Dear Paul Thornton: Which of the Ivy League schools you think you can go to for $26,000? Brown University is the closest Ivy League school to UC Berkeley in rankings. Its tuition and fees alone are close to $40,000! Together with room and board, you're shelling out over $50,000. One would hope that LA Times would have better editorial standards then letting you publish such blatant misinformation. $26,000 for Ivy League education? Good luck.

UC parent

My head is spinning at the thought of having to come up with so much more money... all the while we toss money to people who do not deserve it... illegals.

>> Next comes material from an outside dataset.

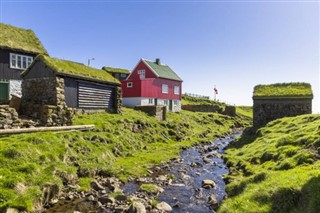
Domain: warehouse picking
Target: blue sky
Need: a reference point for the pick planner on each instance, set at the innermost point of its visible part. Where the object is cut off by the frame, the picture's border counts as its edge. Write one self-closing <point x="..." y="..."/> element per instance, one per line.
<point x="234" y="45"/>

I am a democrat but boy am I about ready to jump ship....

My son is a freshman at UCSB.... my daughter is a freshman in high school.... for the next 8 years.... I will be struggling to pay for college.... and I am a college educated woman in a professional field... dad is an attorney.... we are just making ends meet.... We are the "get nothing middle class"

It angers me to see all these "illegals" getting a "free meal" ticket.... WIC, Medi-Cal, unemployment... all these things should only be given to citizens.... I know there are women with "anchor babies".....with nails done, hair done, just pumping out kids.... I'm so over it.

All the while, we struggle to support our legal, law abiding kids and put them through college....our fees go up and up for EVERYTHING.... There is something wrong...

While I am on this RANT.... why, why do we care so much about SPORTS! I understand...yes, sports are good....blah, blah.....but really, what is the percentage of kids that really do make it as pros... yet the UC system pumps so much money into JUMBO TRONS, recruitments, travel for the teams... I say... you know what... if you are that good then go directly to the pro teams... let the university educate kids.... not provide a stepping ground to the pros...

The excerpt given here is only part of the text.